Non è però tutto, poiché il mango è anche un frutto dall’impronta idrica elevata: per ottenere un chilogrammo di mango maturo servono, secondo le analisi di Water Footprint Network, ben 1.600 litri d’acqua. Inoltre, l’elevata domanda di mango a livello mondiale è causa di deforestazione nei Paesi d’origine, dove la vegetazione naturale viene eliminata per far spazio alle monocolture.
Papaya: meno impatto in produzione, ma alto in trasporto
Anche la papaya è un frutto che si trova ormai con relativa facilità sui banchi della grande distribuzione italiana, con tutto quello che ne consegue in termini di impatto ambientale.
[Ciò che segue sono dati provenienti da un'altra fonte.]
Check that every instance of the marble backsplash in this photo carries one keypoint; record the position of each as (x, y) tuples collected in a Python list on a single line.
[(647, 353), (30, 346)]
Coltivato principalmente in Brasile, Messico, India e nel Sudest asiatico, è causa di elevate emissioni soprattutto sul trasporto.
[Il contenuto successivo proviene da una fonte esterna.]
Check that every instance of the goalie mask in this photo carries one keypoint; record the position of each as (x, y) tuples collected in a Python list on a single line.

La produzione è certamente più sostenibile rispetto ad altra frutta esotica, poiché la pianta della papaya richiede quantità d’acqua più ridotte, circa 200 litri al chilo – ma vi è un problema non da poco: questo frutto deperisce rapidamente e, di conseguenza, la maggior parte del trasporto internazionale avviene per via aerea. Infatti:
- in produzione, si emettono circa 1,1 kg di CO2 equivalente al chilo coltivato;
- il trasporto, a seconda delle zone, può emettere dai 5 ai 9 kg di CO2 equivalente.
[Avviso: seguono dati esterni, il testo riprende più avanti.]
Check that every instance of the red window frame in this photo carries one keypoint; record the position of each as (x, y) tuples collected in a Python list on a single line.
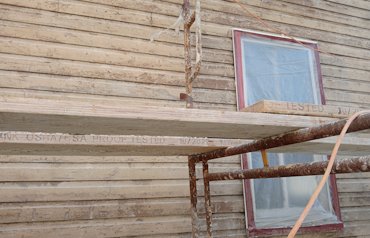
[(253, 230)]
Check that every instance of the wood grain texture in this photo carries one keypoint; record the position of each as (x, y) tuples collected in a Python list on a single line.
[(304, 109), (94, 56)]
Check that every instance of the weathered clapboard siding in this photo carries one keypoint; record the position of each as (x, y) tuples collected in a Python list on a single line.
[(98, 52)]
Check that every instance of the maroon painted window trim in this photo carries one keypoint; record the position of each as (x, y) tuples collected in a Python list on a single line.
[(253, 230)]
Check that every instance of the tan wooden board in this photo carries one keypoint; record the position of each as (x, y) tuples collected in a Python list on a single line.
[(26, 143), (58, 144), (86, 118), (304, 109)]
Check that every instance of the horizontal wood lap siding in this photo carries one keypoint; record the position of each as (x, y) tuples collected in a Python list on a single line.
[(98, 52)]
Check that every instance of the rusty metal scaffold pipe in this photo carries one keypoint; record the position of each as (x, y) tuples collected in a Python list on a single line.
[(350, 165), (297, 136), (193, 198)]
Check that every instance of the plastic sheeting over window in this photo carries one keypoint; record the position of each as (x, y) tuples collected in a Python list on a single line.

Avocado, grandi sprechi d’acqua per un frutto di moda
Non si può dire che, almeno negli ultimi anni, l’avocado non sia diventato un frutto particolarmente di moda. Ricco di proprietà nutritive utili all’organismo, è oggi uno degli ingredienti con cui si sperimenta di più in cucina, sia per ricette dolci che salate. Peccato che non si tratti di un alimento particolarmente amico dell’ambiente.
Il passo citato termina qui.